Hun verblijf duurde niet lang. 't Was maar voor den vorm, dat men zulk een reisje deed, gelijk altijd in Indië.
| |
| |
Het heeft zijn prettigen kant in Europa, maar op Java reist men niet voor z'n pleizier met een jong vrouwtje, althans indien men een goed en prettig ‘te huis’ heeft. Het is Europeesche geur!
Van Brakel bracht aan Fournier den eersten termijn van het geleende geld terug; 't was hetgeen hij had overgehouden. Uitvoerig beschreef hij het huwelijk en al wat daaraan gepaard ging.
‘Ronduit gezegd,’ voegde hij er bij, ‘had ik Louise Van der Linden liever met een ander zien trouwen.’
‘Laat ons daar niet over spreken, amice!
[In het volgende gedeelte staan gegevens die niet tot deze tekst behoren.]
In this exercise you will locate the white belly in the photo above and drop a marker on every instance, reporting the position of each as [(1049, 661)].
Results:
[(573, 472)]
Het kon immers niet.’
‘Dat geven Lucie en ik nog volstrekt niet toe. Ik weet hoe jij er over dacht, en mijn meisje....’
‘Heeft zich vergist! Geloof me, Van Brakel, het is zoo. En doe me nu het pleizier er niet verder van te spreken. Louise Van der Linden heeft een rijken man, en ik heb een illusie minder. Daarmee is alles gezegd.’